天国か地獄


 12【side:芳川】

 気を失った阿賀松の身体を引き摺り、部屋の奥へと連れて行く。洗面所を通り抜け、浴室へと繋がる扉を開け放つ。途中で足が突っかかり邪魔だったが無視した。
 換気しっぱなしの浴室に阿賀松の身体を放り込んだ。タイル張りの壁に頭がぶつかったのか、気絶していたやつの身体が反応する。死んではいないようだ。それでもまだ目を覚ます気配はない。

「……」

 眠っている相手をどうこうするのは得意ではない。手加減のしようがないからだ。だから、叩き起こすことにした。
 逃げないようにやつの上に馬乗りになり、その髪を鷲掴む。そしてシャワーヘッドを手に取り、温度を最大まで上げた熱湯のシャワーをやつの頭へと降り注いだ。瞬間、覚醒したようだ。本能からか短く呻き、自分の顔を腕で覆い隠す阿賀松。

「っ、う゛……ッ、ぐ……」
「……目を覚ましたようだな」
「……ッ、……」

 痛覚は鈍いが、それでも無痛というわけではない。ただでさえ生白いやつの皮膚が熱により赤く染まっていく。硬く唇を噛み締め、熱を堪えながらも阿賀松は片方の手でシャワーを止めようとするのだ。
 伸びた手首を掴み、腕を強く真下へと引っ張る。そしてそのまま腕を掴み上げた。瞬間、掌から確かな手応えとともに阿賀松の顔が青くなる。ぶらんとぶら下がる片腕を抑えようとしたため、ガードを失ったやつの顔面に熱湯がかかったようだ。

「志摩裕斗はどこだ」
「……っ、……」

 声が出ないわけじゃないのだろう。必死に声を殺そうとしているのだ。情けなく悲鳴を上げたところで外には漏れない、無駄な努力だ。

「志摩裕斗はどこだ、と聞いている」

 阿賀松はなにも応えない。この男は鈍いだけで丈夫ではない。既に満身創痍の身体を無理矢理縫い繋いでいる状態だ。脳を損傷すれば容易く壊れかねない。ならば、とやつの指と指の間にシャワーヘッドを挟み込む。開いた指、ヘッド部分を梃子の代わりにしてその関節部分に軽く体重を掛ければ呆気なく骨の折れる音がした。

「……ッ、ぅ゛、ぐ……ッ!」
「問い掛けに答えなければ一本ずつ指を折っていく。安心しろ、指以外にも骨はある。俺は気は長い方でな、待つのは得意なんだ」
「ぉ、まえ……ッ」
「志摩裕斗の失踪にお前は関与しているのか」

 唇を開こうともしない。それどころか白くなるほど唇を噛み締め堪える阿賀松に、俺は青黒く腫れ上がり始めた右手の人差し指の隣――中指をそのまま折った。小気味の良い音が伝わってくると同時に阿賀松の顔色が更に青くなる。その額からは脂汗が玉のように溢れていた。長い前髪の下、やつはこちらを恨めしげに睨むのだ。

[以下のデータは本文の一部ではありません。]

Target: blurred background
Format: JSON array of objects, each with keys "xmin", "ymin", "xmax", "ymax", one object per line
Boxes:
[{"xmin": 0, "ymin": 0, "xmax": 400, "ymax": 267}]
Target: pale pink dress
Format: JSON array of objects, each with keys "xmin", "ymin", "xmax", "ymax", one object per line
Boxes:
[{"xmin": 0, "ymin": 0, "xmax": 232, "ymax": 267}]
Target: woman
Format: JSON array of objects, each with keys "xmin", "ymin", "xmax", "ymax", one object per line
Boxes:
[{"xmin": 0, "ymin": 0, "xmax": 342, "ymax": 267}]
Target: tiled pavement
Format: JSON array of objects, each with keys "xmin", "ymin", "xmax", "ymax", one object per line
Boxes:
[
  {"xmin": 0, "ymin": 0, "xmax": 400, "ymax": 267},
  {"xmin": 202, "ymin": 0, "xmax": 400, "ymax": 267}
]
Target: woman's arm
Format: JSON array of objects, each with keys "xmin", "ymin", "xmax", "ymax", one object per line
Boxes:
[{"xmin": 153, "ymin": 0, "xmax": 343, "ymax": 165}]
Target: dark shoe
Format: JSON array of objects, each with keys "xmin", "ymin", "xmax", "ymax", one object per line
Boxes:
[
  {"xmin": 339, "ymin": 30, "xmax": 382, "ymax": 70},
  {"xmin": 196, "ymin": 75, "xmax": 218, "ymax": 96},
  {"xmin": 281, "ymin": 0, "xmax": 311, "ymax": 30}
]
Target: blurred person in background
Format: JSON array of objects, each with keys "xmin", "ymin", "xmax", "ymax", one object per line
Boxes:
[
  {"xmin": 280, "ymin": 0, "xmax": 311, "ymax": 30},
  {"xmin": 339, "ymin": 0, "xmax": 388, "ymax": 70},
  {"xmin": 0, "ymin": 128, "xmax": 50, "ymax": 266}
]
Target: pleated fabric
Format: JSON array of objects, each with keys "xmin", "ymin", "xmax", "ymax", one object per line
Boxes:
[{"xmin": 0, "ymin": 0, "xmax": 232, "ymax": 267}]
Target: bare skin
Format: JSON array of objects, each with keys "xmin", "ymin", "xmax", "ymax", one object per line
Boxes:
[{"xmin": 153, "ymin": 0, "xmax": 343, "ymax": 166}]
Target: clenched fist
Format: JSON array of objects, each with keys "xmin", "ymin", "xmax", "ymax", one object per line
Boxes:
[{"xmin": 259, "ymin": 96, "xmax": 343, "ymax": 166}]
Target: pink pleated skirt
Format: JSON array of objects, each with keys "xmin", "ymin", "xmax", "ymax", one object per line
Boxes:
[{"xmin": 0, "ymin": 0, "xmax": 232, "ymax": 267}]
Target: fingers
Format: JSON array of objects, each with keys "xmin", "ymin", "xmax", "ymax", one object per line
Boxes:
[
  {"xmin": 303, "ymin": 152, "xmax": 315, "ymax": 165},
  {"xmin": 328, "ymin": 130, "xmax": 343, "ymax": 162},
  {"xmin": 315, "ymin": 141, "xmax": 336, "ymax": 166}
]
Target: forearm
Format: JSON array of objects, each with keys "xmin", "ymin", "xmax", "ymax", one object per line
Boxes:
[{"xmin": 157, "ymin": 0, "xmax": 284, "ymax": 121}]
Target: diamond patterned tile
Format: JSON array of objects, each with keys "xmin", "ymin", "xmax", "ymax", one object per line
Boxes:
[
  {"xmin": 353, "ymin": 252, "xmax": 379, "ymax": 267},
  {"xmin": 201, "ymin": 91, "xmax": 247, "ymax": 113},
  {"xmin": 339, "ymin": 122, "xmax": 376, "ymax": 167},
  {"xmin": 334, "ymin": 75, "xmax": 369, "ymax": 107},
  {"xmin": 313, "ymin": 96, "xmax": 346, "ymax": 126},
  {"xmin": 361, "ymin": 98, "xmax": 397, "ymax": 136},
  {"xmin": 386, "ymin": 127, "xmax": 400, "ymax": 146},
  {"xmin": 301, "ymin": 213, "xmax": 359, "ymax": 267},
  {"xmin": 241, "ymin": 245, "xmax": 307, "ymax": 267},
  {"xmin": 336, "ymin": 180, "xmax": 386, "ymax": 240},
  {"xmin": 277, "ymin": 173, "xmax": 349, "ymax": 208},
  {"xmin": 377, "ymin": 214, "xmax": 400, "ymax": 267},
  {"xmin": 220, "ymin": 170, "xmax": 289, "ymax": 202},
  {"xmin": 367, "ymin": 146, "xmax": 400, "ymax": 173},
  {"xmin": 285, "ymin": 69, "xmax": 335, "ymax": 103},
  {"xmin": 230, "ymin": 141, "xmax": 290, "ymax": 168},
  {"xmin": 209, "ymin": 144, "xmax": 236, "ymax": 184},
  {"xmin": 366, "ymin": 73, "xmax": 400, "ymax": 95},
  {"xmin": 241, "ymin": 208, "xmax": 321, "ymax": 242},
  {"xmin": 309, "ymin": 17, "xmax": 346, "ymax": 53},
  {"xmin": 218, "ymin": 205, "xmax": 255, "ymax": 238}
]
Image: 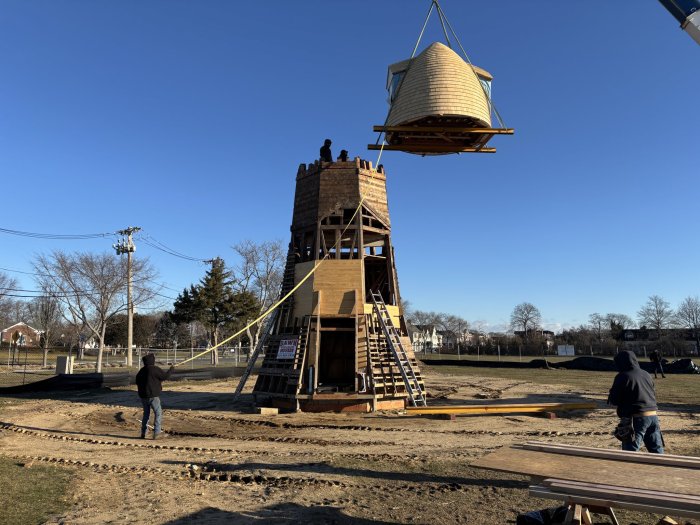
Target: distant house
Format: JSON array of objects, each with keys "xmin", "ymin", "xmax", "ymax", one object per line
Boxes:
[
  {"xmin": 0, "ymin": 323, "xmax": 43, "ymax": 346},
  {"xmin": 513, "ymin": 328, "xmax": 554, "ymax": 348},
  {"xmin": 408, "ymin": 324, "xmax": 442, "ymax": 352}
]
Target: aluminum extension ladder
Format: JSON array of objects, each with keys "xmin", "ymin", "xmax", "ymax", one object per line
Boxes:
[{"xmin": 370, "ymin": 291, "xmax": 427, "ymax": 407}]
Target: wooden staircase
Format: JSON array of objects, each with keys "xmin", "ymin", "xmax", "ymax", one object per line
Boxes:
[
  {"xmin": 367, "ymin": 293, "xmax": 426, "ymax": 406},
  {"xmin": 253, "ymin": 315, "xmax": 316, "ymax": 397}
]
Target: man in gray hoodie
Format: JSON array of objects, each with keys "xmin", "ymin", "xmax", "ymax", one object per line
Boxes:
[
  {"xmin": 136, "ymin": 354, "xmax": 175, "ymax": 439},
  {"xmin": 608, "ymin": 350, "xmax": 664, "ymax": 454}
]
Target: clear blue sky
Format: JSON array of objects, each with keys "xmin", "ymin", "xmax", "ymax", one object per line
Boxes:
[{"xmin": 0, "ymin": 0, "xmax": 700, "ymax": 329}]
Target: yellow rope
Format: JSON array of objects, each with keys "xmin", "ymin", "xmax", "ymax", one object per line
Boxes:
[{"xmin": 174, "ymin": 147, "xmax": 384, "ymax": 366}]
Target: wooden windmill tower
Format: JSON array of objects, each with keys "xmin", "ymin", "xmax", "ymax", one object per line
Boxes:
[{"xmin": 253, "ymin": 158, "xmax": 425, "ymax": 411}]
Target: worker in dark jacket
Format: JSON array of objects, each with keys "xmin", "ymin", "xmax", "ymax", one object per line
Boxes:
[
  {"xmin": 608, "ymin": 350, "xmax": 664, "ymax": 454},
  {"xmin": 136, "ymin": 354, "xmax": 175, "ymax": 439}
]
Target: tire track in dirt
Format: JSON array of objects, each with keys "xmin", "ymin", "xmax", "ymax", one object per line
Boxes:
[{"xmin": 7, "ymin": 455, "xmax": 518, "ymax": 496}]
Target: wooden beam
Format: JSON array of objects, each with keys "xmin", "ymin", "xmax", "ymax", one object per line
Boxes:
[
  {"xmin": 516, "ymin": 441, "xmax": 700, "ymax": 469},
  {"xmin": 367, "ymin": 144, "xmax": 496, "ymax": 154},
  {"xmin": 406, "ymin": 402, "xmax": 596, "ymax": 415},
  {"xmin": 530, "ymin": 485, "xmax": 700, "ymax": 518},
  {"xmin": 374, "ymin": 126, "xmax": 515, "ymax": 135}
]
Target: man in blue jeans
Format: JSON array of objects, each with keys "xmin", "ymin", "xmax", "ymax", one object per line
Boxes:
[
  {"xmin": 608, "ymin": 350, "xmax": 664, "ymax": 454},
  {"xmin": 136, "ymin": 354, "xmax": 175, "ymax": 439}
]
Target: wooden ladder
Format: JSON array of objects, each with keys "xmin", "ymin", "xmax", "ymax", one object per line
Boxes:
[
  {"xmin": 294, "ymin": 315, "xmax": 314, "ymax": 394},
  {"xmin": 233, "ymin": 310, "xmax": 280, "ymax": 403},
  {"xmin": 370, "ymin": 291, "xmax": 427, "ymax": 407}
]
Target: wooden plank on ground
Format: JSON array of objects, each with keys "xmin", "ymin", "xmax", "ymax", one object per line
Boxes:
[
  {"xmin": 515, "ymin": 441, "xmax": 700, "ymax": 469},
  {"xmin": 542, "ymin": 479, "xmax": 700, "ymax": 512},
  {"xmin": 406, "ymin": 402, "xmax": 597, "ymax": 415},
  {"xmin": 471, "ymin": 448, "xmax": 700, "ymax": 495}
]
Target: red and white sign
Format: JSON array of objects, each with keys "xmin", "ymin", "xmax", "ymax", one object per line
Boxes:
[{"xmin": 277, "ymin": 339, "xmax": 299, "ymax": 359}]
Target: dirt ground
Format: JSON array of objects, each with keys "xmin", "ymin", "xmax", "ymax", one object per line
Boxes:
[{"xmin": 0, "ymin": 369, "xmax": 700, "ymax": 524}]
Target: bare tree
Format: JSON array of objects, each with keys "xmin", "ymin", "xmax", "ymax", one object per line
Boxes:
[
  {"xmin": 28, "ymin": 290, "xmax": 61, "ymax": 366},
  {"xmin": 233, "ymin": 240, "xmax": 285, "ymax": 348},
  {"xmin": 409, "ymin": 310, "xmax": 441, "ymax": 326},
  {"xmin": 588, "ymin": 313, "xmax": 610, "ymax": 352},
  {"xmin": 637, "ymin": 295, "xmax": 674, "ymax": 339},
  {"xmin": 0, "ymin": 272, "xmax": 18, "ymax": 327},
  {"xmin": 676, "ymin": 295, "xmax": 700, "ymax": 349},
  {"xmin": 437, "ymin": 314, "xmax": 469, "ymax": 352},
  {"xmin": 510, "ymin": 303, "xmax": 542, "ymax": 341},
  {"xmin": 34, "ymin": 251, "xmax": 155, "ymax": 373}
]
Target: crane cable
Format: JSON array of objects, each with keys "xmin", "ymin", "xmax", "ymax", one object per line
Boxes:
[
  {"xmin": 375, "ymin": 0, "xmax": 506, "ymax": 147},
  {"xmin": 173, "ymin": 142, "xmax": 384, "ymax": 366}
]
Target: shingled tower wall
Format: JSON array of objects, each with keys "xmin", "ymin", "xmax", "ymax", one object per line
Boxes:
[{"xmin": 253, "ymin": 158, "xmax": 424, "ymax": 411}]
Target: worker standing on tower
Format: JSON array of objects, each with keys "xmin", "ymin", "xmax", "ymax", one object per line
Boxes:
[{"xmin": 321, "ymin": 139, "xmax": 333, "ymax": 162}]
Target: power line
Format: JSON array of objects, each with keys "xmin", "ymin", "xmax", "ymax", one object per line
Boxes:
[
  {"xmin": 138, "ymin": 234, "xmax": 206, "ymax": 262},
  {"xmin": 0, "ymin": 228, "xmax": 116, "ymax": 240}
]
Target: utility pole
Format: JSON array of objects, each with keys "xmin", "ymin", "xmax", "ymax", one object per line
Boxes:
[{"xmin": 112, "ymin": 226, "xmax": 141, "ymax": 368}]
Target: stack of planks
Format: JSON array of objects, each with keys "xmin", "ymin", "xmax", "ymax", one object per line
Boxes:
[{"xmin": 472, "ymin": 441, "xmax": 700, "ymax": 524}]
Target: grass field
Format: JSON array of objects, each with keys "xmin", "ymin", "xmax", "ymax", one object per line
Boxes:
[
  {"xmin": 423, "ymin": 356, "xmax": 700, "ymax": 410},
  {"xmin": 0, "ymin": 457, "xmax": 73, "ymax": 525}
]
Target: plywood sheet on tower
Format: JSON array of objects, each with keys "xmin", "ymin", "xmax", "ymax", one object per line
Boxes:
[
  {"xmin": 318, "ymin": 168, "xmax": 360, "ymax": 219},
  {"xmin": 294, "ymin": 261, "xmax": 316, "ymax": 319},
  {"xmin": 359, "ymin": 169, "xmax": 391, "ymax": 226},
  {"xmin": 314, "ymin": 259, "xmax": 362, "ymax": 316},
  {"xmin": 364, "ymin": 303, "xmax": 401, "ymax": 326}
]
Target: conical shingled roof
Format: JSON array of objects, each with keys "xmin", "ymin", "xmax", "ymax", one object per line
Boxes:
[{"xmin": 387, "ymin": 42, "xmax": 491, "ymax": 127}]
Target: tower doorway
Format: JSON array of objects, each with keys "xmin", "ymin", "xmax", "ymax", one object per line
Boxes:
[{"xmin": 318, "ymin": 318, "xmax": 355, "ymax": 392}]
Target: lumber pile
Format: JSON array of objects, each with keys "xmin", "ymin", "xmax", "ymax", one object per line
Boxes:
[{"xmin": 472, "ymin": 441, "xmax": 700, "ymax": 524}]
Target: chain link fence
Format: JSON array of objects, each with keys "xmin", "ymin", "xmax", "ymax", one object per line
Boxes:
[{"xmin": 0, "ymin": 344, "xmax": 250, "ymax": 387}]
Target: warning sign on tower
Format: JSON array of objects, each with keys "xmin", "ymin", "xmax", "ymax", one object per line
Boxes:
[{"xmin": 277, "ymin": 339, "xmax": 298, "ymax": 359}]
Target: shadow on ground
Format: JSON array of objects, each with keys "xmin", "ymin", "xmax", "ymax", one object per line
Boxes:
[
  {"xmin": 161, "ymin": 503, "xmax": 398, "ymax": 525},
  {"xmin": 163, "ymin": 461, "xmax": 528, "ymax": 490}
]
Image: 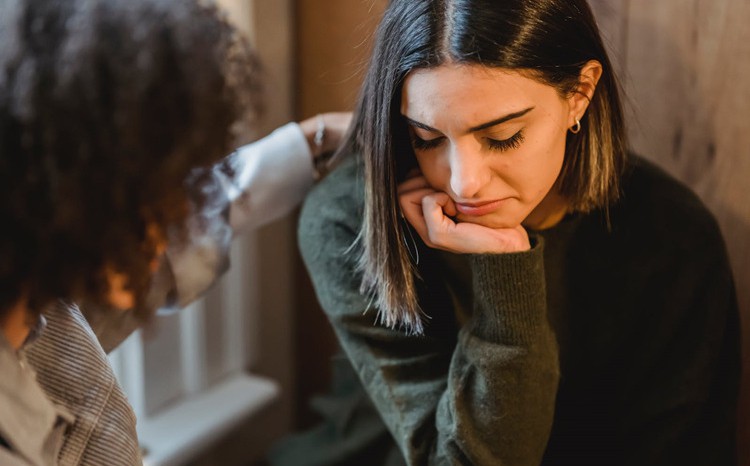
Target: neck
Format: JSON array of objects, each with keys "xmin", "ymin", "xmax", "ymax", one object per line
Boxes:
[
  {"xmin": 523, "ymin": 188, "xmax": 569, "ymax": 231},
  {"xmin": 0, "ymin": 297, "xmax": 31, "ymax": 350}
]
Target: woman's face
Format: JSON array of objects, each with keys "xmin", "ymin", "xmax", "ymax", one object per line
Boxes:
[{"xmin": 401, "ymin": 64, "xmax": 580, "ymax": 228}]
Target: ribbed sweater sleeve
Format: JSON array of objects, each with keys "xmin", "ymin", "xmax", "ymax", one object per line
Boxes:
[{"xmin": 299, "ymin": 158, "xmax": 559, "ymax": 466}]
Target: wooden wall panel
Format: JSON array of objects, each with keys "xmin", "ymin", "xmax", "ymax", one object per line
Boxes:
[
  {"xmin": 591, "ymin": 0, "xmax": 750, "ymax": 458},
  {"xmin": 294, "ymin": 0, "xmax": 387, "ymax": 427}
]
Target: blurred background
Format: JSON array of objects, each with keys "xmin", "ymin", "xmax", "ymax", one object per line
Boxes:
[{"xmin": 112, "ymin": 0, "xmax": 750, "ymax": 466}]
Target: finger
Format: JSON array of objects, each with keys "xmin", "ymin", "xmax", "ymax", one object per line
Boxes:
[{"xmin": 422, "ymin": 192, "xmax": 456, "ymax": 249}]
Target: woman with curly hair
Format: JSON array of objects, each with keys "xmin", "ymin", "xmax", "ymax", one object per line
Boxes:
[{"xmin": 0, "ymin": 0, "xmax": 348, "ymax": 465}]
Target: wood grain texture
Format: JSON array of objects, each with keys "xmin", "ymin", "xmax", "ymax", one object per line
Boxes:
[
  {"xmin": 294, "ymin": 0, "xmax": 387, "ymax": 428},
  {"xmin": 590, "ymin": 0, "xmax": 750, "ymax": 458}
]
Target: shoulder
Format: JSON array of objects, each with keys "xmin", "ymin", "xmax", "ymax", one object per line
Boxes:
[
  {"xmin": 612, "ymin": 156, "xmax": 724, "ymax": 252},
  {"xmin": 298, "ymin": 156, "xmax": 364, "ymax": 256}
]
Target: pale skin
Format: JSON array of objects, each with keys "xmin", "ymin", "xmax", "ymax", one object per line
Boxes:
[
  {"xmin": 0, "ymin": 112, "xmax": 352, "ymax": 349},
  {"xmin": 398, "ymin": 61, "xmax": 602, "ymax": 254}
]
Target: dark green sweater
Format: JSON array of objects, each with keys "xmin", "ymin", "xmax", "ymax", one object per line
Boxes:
[{"xmin": 281, "ymin": 154, "xmax": 739, "ymax": 466}]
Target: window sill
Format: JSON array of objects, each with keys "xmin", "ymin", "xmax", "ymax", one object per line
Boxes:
[{"xmin": 138, "ymin": 374, "xmax": 279, "ymax": 466}]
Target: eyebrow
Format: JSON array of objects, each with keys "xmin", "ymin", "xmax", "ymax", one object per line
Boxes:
[{"xmin": 402, "ymin": 107, "xmax": 534, "ymax": 133}]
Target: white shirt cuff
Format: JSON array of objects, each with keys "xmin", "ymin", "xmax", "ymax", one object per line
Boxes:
[{"xmin": 227, "ymin": 123, "xmax": 313, "ymax": 235}]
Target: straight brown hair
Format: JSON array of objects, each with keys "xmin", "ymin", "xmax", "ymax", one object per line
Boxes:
[{"xmin": 343, "ymin": 0, "xmax": 626, "ymax": 333}]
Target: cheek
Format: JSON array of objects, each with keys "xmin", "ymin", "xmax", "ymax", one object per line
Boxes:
[{"xmin": 416, "ymin": 154, "xmax": 450, "ymax": 191}]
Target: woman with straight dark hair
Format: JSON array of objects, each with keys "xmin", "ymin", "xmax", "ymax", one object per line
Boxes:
[{"xmin": 274, "ymin": 0, "xmax": 739, "ymax": 466}]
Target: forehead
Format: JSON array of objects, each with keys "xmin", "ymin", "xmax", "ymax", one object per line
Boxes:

それでも尚口を開こうとしない。己の時間稼ぎという役割を理解しているようだ。

「齋藤佑樹の身代わりを用意したのはお前か?」

 何も答えない。炎症を起こし、先程よりも明らかに腫れ上がった人差し指と中指の間からシャワーヘッドを抜き、今度は薬指と小指の間に挟む。ほんの一瞬、阿賀松の肩が震えた。しかし求むような回答はなく、俺は薬指を折り曲げた。梃子など必要なかった。

「っ、……ッ!!」
「……両手足合わせて二十本、残り十七本分耐えれることができればなんとかなると思っているのか?」

 阿賀松は答えない。小指をそのまま関節とは真逆へと曲げる。頭を下げ、小刻みに肩を震わせる阿賀松の腕をそのまま掴んだ。

「――骨は指だけではないだろう」

 そのまま立ち上がり、やつの肩を踏みつける。抵抗するが、肩が外れてる今無駄に等しい。それを無視し、今度は足裏に力を入れた。乱れた前髪の下、阿賀松の目が見開かれる。指よりも太く、丈夫な骨だ。それでも癖さえ理解できればそれを壊すことは安易だった。

 浴室内に阿賀松の声が響く。
 この男もこんな声を出すことができるのか。そんなことを思いながら、俺はタイルの上蹲ったやつを見下ろした。右腕だけが赤黒く変色し、腫れ上がっている様は別の生き物のようだと思った。

「――あいつを殺そうとしたんだ。……殺される覚悟ぐらいできてるだろう?」

 シャワーの音に混ざって遠くでインターホンが鳴り響く。黒い髪の下、二つの目がこちらを睨んでいた。